Running this through the test suite of sgmllib.py yields this output:

c:\python23\lib> python sgmllib.py "c:\downloads\diveintopython\html\toc\index.html"
data: '\n\n'
start tag: <html lang="en" >
data: '\n   '
start tag: <head>
data: '\n      '
start tag: <meta http-equiv="Content-Type" content="text/html; charset=ISO-8859-1" >
data: '\n   \n      '
start tag: <title>
data: 'Dive Into Python'
end tag: </title>
data: '\n      '
start tag: <link rel="stylesheet" href="diveintopython.css" type="text/css" >
data: '\n      '

... rest of output omitted for brevity ...
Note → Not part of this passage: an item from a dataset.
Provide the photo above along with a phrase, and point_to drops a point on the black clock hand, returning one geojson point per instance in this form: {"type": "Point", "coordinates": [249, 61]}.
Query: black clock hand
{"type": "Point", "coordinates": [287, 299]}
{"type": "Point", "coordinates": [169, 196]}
Here's the roadmap for the rest of the chapter:

  • Subclass SGMLParser to create classes that extract interesting data out of HTML documents.
  • Subclass SGMLParser to create BaseHTMLProcessor, which overrides all 8 handler methods and uses them to reconstruct the original HTML from the pieces.
  • Subclass BaseHTMLProcessor to create Dialectizer, which adds some methods to process specific HTML tags specially, and overrides the handle_data method to provide a framework for processing the text blocks between the HTML tags.
  • Subclass Dialectizer to create classes that define text processing rules used by Dialectizer.handle_data.
  • Write a test suite that grabs a real web page from http://diveintopython.org/ and processes it.

Along the way, you'll also learn about locals, globals, and dictionary-based string formatting.